More recently, on March 21st of this year, President Biden made a statement on our nation’s cybersecurity. An accompanying fact sheet had several best practices companies should follow. These best practices, however, were a better prescription for companies running on-premise applications than the newest generation of Cloud solutions.
Increasingly, companies core applications are hosted in public clouds run by Microsoft, Amazon Web Services, Google and others. The tech companies running these public clouds argue that the cyber security they provide exceeds anything private companies could hope to achieve. That is undoubtedly true.
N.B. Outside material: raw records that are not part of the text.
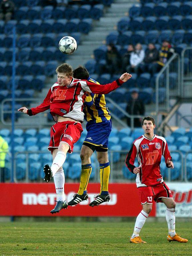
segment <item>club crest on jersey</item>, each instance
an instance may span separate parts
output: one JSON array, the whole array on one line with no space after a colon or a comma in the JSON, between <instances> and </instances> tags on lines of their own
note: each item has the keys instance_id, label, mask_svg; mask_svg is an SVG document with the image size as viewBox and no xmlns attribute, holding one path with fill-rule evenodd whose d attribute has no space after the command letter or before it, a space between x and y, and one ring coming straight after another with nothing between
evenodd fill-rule
<instances>
[{"instance_id":1,"label":"club crest on jersey","mask_svg":"<svg viewBox=\"0 0 192 256\"><path fill-rule=\"evenodd\" d=\"M147 144L142 144L141 145L141 147L143 150L147 150L147 149L149 149L149 146Z\"/></svg>"},{"instance_id":2,"label":"club crest on jersey","mask_svg":"<svg viewBox=\"0 0 192 256\"><path fill-rule=\"evenodd\" d=\"M157 149L160 149L161 147L161 146L159 142L155 142L155 148Z\"/></svg>"}]
</instances>

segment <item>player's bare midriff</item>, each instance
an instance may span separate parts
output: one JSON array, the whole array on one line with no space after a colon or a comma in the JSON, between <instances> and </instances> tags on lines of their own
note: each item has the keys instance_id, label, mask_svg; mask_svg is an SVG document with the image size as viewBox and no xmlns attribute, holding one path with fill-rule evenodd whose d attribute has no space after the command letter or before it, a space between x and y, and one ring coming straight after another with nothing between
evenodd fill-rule
<instances>
[{"instance_id":1,"label":"player's bare midriff","mask_svg":"<svg viewBox=\"0 0 192 256\"><path fill-rule=\"evenodd\" d=\"M79 123L80 124L81 123L80 122L79 122L79 121L77 121L76 120L75 120L74 119L70 118L69 117L65 117L64 116L58 116L57 115L55 115L55 117L54 118L54 119L56 122L66 122L66 121L70 121L71 122L76 122L76 123Z\"/></svg>"}]
</instances>

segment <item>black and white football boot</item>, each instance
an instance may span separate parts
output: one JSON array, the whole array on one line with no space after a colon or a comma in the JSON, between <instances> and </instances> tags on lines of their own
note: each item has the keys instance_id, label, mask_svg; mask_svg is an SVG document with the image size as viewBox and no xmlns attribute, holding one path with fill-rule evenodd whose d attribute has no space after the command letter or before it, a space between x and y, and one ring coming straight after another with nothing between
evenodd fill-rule
<instances>
[{"instance_id":1,"label":"black and white football boot","mask_svg":"<svg viewBox=\"0 0 192 256\"><path fill-rule=\"evenodd\" d=\"M45 176L43 179L46 182L49 182L52 178L52 171L51 167L48 164L46 164L43 168L43 171L45 173Z\"/></svg>"},{"instance_id":2,"label":"black and white football boot","mask_svg":"<svg viewBox=\"0 0 192 256\"><path fill-rule=\"evenodd\" d=\"M55 202L57 202L55 208L50 212L52 214L53 213L56 213L56 212L59 212L62 209L66 209L67 208L68 204L65 200L64 202L62 201L55 201Z\"/></svg>"},{"instance_id":3,"label":"black and white football boot","mask_svg":"<svg viewBox=\"0 0 192 256\"><path fill-rule=\"evenodd\" d=\"M94 197L94 198L95 198L95 200L89 204L90 206L97 206L105 202L109 202L111 197L109 194L107 194L106 195L98 195Z\"/></svg>"},{"instance_id":4,"label":"black and white football boot","mask_svg":"<svg viewBox=\"0 0 192 256\"><path fill-rule=\"evenodd\" d=\"M88 198L88 195L87 193L85 195L79 195L78 194L76 194L73 196L73 199L72 199L68 203L68 205L72 206L73 205L76 205L82 201L87 200Z\"/></svg>"}]
</instances>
But if one takes the perspective that a nation state that wants to cyber attack these Cloud solutions, they could succeed. Further, taking down a public cloud like these would compromise hundreds, or even thousands of companies, core data. As such, these public clouds, while harder to hack, are a much more enticing attack vector.
Detection and Response
Mr. Snitkin agreed that if a nation state wanted to compromise public clouds they could. However, he said, that the philosophy undergirding cyber security has changed. “Rapid detection and response is all you can do today. He also noted that AWS, Oracle, and Google will all be backing up their data.”
But what if an attack is at the hardware level and almost impossible to detect? Mr. Snitkin acknowledged that some viruses introduced into a PC can embed itself in the firmware. Even if a company erases the software and reloads it, the virus still exists. This Shamoon virus that attacked Saudi Aramco in 2018 was an example of this. All the PCs had to be destroyed and new ones deployed. This took days. “You have to get clean before you can start up again,” Mr. Snitkin explained.
It was a similar story for Maersk, the largest shipper of containers in the world. Maersk IT systems were the victim of a malware attack utilizing NotPetya, which perpetrated by the Russian military to attack Ukraine, but in fact also hit Maersk hard. All end-user devices, including 49,000 laptops and print capability, had to be destroyed. All of the company’s 1,200 applications were inaccessible and approximately 1,000 were destroyed. Data was preserved on back-ups, but the applications themselves couldn’t be restored from those backups as they would immediately have been re-infected. Around 3,500 of the company’s 6,200 servers were destroyed and could not be reinstalled. It took two weeks to restore all the global applications. But Maersk, as even Maersk admitted, did not have a robust cyber defense strategy in place.
Mr. Snitkin is convinced that the big Public Cloud companies would be able to backup their customer’s core data and use security solutions like data diodes to ensure that it remains beyond the reach of malicious actors; but the process of restoring the data in clean servers could take as long as days.
That reality makes one best practice particularly important; companies should have emergency plans in place. Further, companies need to run exercises and drill on these emergency plans so that their people are prepared to respond quickly to minimize the impact of any attack. And if a company has critical partners – suppliers, contract manufacturers, and logistics service providers – than your company should make sure they also have these emergency plans and practice drills in place.